Наличие «царя» вовсе не значит, что именно он и становится властителем дум, поскольку авторитет дела — сила, авторитет слова — энергия, авторитет идеи — благодать, воздающая благоволением своим. Сила — давит, она не в почете, воспринимается как криминальный «авторитет». Авторитет слова рождает энергию нравственного действия, поэтому столь велика в России роль писателя и пророка; но авторитет слова подчиняется авторитету идеи — благодати. Настоящий авторитет есть носитель бесспорной идеи, которой можно и следует подчиниться во имя общего дела. Неформальное лидерство русский человек (и, наверное, каждый человек) принимает только от своих.

Доверие власти

При этом «умственная интуиция, или вера» (С. Н. Булгаков) подчас заслоняет требования разума. Вера в авторитет рождает знаменитое русское легковерие, точнее — веру именно в авторитет любого рода, а не в «науку». Наука — всего лишь внешний аналог «правильной» идеи, это навык (тот же словесный корень); наука не сотворена, а создана, она искусственна, она порождение человека.

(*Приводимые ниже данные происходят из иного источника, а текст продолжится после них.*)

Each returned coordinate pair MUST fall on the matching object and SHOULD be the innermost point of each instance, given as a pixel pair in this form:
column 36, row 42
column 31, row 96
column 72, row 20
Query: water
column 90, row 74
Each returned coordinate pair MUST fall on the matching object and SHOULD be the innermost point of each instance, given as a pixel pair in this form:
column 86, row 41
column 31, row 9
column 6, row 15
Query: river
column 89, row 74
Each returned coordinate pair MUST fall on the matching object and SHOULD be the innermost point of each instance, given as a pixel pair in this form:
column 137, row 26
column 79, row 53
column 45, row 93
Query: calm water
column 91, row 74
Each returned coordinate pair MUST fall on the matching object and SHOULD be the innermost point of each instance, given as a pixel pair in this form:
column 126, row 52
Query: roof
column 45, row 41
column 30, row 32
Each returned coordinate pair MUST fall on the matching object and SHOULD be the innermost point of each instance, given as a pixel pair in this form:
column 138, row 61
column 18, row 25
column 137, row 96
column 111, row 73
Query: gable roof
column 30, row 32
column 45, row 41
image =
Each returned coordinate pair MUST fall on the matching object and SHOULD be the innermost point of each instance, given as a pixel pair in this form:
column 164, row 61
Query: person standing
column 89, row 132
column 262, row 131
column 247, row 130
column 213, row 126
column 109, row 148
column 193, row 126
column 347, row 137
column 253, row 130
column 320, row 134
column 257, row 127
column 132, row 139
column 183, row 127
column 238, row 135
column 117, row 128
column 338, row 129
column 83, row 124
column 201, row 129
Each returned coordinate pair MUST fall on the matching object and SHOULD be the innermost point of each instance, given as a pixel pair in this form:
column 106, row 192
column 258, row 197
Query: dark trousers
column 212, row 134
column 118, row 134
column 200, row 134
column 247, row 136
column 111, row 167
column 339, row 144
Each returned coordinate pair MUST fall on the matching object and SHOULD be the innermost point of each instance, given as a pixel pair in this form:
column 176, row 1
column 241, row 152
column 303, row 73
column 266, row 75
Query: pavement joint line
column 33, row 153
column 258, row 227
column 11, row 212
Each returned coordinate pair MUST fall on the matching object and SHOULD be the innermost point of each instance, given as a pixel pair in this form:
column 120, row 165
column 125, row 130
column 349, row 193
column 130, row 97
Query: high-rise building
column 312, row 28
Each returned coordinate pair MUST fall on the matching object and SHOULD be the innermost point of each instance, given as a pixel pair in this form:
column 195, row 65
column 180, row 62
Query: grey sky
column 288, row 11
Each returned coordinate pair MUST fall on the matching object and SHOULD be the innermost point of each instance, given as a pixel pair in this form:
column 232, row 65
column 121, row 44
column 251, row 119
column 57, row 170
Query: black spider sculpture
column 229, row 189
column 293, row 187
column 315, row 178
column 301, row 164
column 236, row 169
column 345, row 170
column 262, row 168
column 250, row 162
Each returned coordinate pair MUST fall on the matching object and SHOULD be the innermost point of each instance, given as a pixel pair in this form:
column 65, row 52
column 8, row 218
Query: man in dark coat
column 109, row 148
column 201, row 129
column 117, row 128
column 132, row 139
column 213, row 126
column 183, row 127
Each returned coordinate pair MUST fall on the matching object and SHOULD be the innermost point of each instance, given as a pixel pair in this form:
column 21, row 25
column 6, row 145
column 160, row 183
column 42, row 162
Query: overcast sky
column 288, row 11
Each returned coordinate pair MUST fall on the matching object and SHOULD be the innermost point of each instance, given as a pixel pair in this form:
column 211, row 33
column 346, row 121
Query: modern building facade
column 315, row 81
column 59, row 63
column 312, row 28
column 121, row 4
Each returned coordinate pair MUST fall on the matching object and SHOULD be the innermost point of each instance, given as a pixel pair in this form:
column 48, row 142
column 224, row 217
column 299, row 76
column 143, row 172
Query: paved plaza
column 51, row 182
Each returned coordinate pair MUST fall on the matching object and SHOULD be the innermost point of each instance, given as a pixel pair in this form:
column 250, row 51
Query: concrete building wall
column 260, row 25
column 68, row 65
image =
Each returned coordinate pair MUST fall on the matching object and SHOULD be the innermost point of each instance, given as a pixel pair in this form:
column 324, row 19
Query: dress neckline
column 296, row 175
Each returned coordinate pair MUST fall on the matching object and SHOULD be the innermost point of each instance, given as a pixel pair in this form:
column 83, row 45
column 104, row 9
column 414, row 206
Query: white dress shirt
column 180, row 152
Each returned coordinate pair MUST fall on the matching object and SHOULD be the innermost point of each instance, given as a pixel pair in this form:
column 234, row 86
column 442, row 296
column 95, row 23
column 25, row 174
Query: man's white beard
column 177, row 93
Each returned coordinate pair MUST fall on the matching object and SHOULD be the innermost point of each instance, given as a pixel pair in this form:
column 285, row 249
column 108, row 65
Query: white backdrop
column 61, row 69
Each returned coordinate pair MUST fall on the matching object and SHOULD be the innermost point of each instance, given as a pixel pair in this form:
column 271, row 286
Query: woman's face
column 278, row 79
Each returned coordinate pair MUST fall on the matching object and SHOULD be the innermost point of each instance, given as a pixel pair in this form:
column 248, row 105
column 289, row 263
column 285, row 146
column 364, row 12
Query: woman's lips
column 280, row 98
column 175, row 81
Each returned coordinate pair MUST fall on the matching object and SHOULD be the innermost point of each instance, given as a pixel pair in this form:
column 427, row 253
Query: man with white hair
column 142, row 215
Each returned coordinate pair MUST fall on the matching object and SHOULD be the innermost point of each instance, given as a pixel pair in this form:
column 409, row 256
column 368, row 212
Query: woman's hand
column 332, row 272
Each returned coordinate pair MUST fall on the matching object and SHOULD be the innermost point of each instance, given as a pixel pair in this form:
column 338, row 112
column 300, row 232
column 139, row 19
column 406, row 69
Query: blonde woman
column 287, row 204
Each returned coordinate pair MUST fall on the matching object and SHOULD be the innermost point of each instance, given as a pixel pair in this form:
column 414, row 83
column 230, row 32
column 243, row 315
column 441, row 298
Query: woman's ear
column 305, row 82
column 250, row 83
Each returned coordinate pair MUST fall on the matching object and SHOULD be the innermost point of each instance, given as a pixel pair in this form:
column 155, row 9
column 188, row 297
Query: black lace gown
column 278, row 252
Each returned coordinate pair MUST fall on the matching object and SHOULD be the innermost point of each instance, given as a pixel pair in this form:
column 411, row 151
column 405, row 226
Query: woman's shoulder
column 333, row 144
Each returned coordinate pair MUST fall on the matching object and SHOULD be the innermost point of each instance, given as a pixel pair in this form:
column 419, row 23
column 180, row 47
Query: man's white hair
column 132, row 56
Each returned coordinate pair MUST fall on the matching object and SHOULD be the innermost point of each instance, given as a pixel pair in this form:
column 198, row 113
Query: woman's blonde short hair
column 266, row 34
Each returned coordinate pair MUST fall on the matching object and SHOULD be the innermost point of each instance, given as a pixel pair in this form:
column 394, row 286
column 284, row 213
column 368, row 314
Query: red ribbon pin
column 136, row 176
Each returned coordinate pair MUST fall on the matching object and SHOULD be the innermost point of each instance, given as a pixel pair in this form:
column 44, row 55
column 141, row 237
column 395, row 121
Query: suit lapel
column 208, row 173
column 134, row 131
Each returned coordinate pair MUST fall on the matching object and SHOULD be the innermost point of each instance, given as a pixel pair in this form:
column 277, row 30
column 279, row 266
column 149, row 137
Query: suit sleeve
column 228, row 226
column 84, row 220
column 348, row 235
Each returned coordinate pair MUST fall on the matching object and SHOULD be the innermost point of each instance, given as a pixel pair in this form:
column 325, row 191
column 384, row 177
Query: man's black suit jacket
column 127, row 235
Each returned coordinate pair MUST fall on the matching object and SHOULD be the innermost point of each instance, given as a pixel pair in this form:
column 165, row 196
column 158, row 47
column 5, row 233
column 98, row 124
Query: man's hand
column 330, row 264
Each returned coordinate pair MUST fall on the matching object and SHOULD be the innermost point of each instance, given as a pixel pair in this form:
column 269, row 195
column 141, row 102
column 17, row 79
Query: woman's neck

Николай Бердяев по этому поводу говорил, что общее недоверие русского человека к «науке» определяется уравниванием науки с ветхозаветным «законом» (всё это одинаково суть «законы природы и общества»), тогда как высокая «благодать» истинного знания определяется мистической интуицией («неученые люди самые гениальные» — по слову Николая Федорова).

Русская доверчивость также становится нравственным ответом на разочарование в конкретном, данном, прежде избранном поводыре — вожде, и русский человек постоянно ищет «другого отца», вождя, ведущего к ясной цели. Поскольку наличие цели правит путь, а идея известна — царь, то всякое новое разочарование смущает и всё дальше уводит от идеала, разрушая его притягательную силу.

Разочарование дискредитирует сам идеал, на время устраняя из светлого поля сознания в пользу идеала нового («старого нового»).

В подобной системе ценностей только Бог предстает как надежная, хотя и иррациональная связь людей, при этом ценится не только Творец, но и созданная им тварь. Природный мир оправдывает тягу к божественной идее, служит доказательством ее действительного существования. «Если нет Бога, как Истины и Смысла, нет высшей Правды, всё делается плоским, нет к чему и к кому подниматься» [Бердяев 1952: 32]. Сила русской ментальности именно в том, что крайним авторитетом она признаёт идею Бога, ибо Бог, по определению, у каждого в сердцесвой, это личная совесть.

При постоянном поиске «авторитета» (окрещенном нынешними социологами как «русский патернализм») русский человек внешне самоволен, и буйность его характера и поведения («хулиганство», как назвал его Лосский) все-таки противоречит идее патернализма. Бог воспринимается как внутренняя, объединяющая людей душевная связь, как средостение между каждым отдельным человеком и обществом. Русский подчиняется (и о том всегда говорят) власти, силе, судьбе, обстоятельствам жизни, но авторитета в конечном, запредельном счете, во плоти, главного и единственно для него всё же нет. Величайшее это заблуждение — полагать, будто русского человека можно в чем-то убедить, что-то ему доказать против его воли. При покушении на личную свою «волю» он упрям, и понятно, почему: не пропущенное через собственное его чувство «со-вести», через его со-знание любое знание признается навязанным и чуждым. Прежде чем стать его знанием, оно должно стать со-знанием. И в этом причина многих трагедий и бед: «Погибну, а не подчинюсь!» Бед и оттого еще, что словом, то есть обманом и лестью, его легко подкупить, подменив его идею своею собственной, навязав ее под видом реального идеала. Он доверчив, потому что судит о людях по себе: сказаносделано. Но слово обманчиво, не всякому бы и верить.